Penghargaan ini diterima langsung oleh Bupati Gunungkidul, Endah Subekti Kuntariningsih, dalam acara Penyerahan Laporan Hasil Pemeriksaan (LHP) di Kantor BPK RI Perwakilan DIY pada Kamis (17/4/2025).

“Alhamdulillah, atas kerja keras seluruh jajaran dalam menindaklanjuti LHP BPK, kita kembali mendapatkan predikat WTP yang ke-10. Semoga ke depan kita terus bisa mempertahankannya,” ungkap Bupati Endah dengan penuh syukur.
Turut hadir mendampingi Bupati dalam kesempatan tersebut, Wakil Ketua DPRD Gunungkidul Endang Sri Sumiyartini, Sekretaris Daerah Sri Suhartanta, Inspektur Daerah Saptoyo, serta Kepala Badan Keuangan dan Aset Daerah Putro Sapto Wahyono.
Opini WTP ini mencerminkan konsistensi Pemkab Gunungkidul dalam menjalankan prinsip transparansi, akuntabilitas, dan efisiensi dalam pengelolaan anggaran publik. Kepala Perwakilan BPK Provinsi DIY, Agustin Sugihartatik, menegaskan bahwa pencapaian ini bukan semata-mata karena kesesuaian laporan dengan standar akuntansi, namun juga memperhatikan manfaat nyata bagi masyarakat.

“Untuk Pemerintah Kabupaten Gunungkidul, ini adalah yang ke-10 kalinya mendapat opini WTP. Sebuah pencapaian luar biasa yang patut diapresiasi,” ujar Agustin.
Ia juga mengapresiasi keseriusan Gunungkidul dalam menindaklanjuti rekomendasi hasil pemeriksaan. Dari total 879 rekomendasi yang diberikan, sebanyak 840 telah diselesaikan, dengan tingkat penyelesaian mencapai 99,45 persen. “Ke depan, kami berharap penggunaan APBD bisa semakin efisien dan berdampak langsung pada masyarakat,” tambahnya.
Walikota Yogyakarta, Hasto Wardoyo, yang hadir mewakili kepala daerah se-DIY, turut memberikan apresiasi atas capaian tersebut. “Terima kasih kepada BPK yang telah memberikan kepercayaan melalui opini WTP bagi kota/kabupaten di DIY. Semoga sinergitas antara BPK dan pemerintah daerah terus terjalin untuk mewujudkan penyelenggaraan pemerintahan yang bersih dan transparan,” ucapnya.

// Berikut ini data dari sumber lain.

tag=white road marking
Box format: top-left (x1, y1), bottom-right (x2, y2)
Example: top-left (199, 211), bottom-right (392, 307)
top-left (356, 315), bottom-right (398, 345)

Penyerahan LHP atas LKPD TA 2024 ini juga diikuti oleh pemerintah daerah lainnya di DIY seperti Kota Yogyakarta, Sleman, Bantul, dan Kulonprogo.
Capaian WTP yang ke-10 ini menjadi bukti nyata bahwa Pemerintah Kabupaten Gunungkidul tidak hanya menjaga kepatuhan administrasi, tetapi juga terus berkomitmen menghadirkan pelayanan publik yang optimal dan berkelanjutan bagi masyarakat.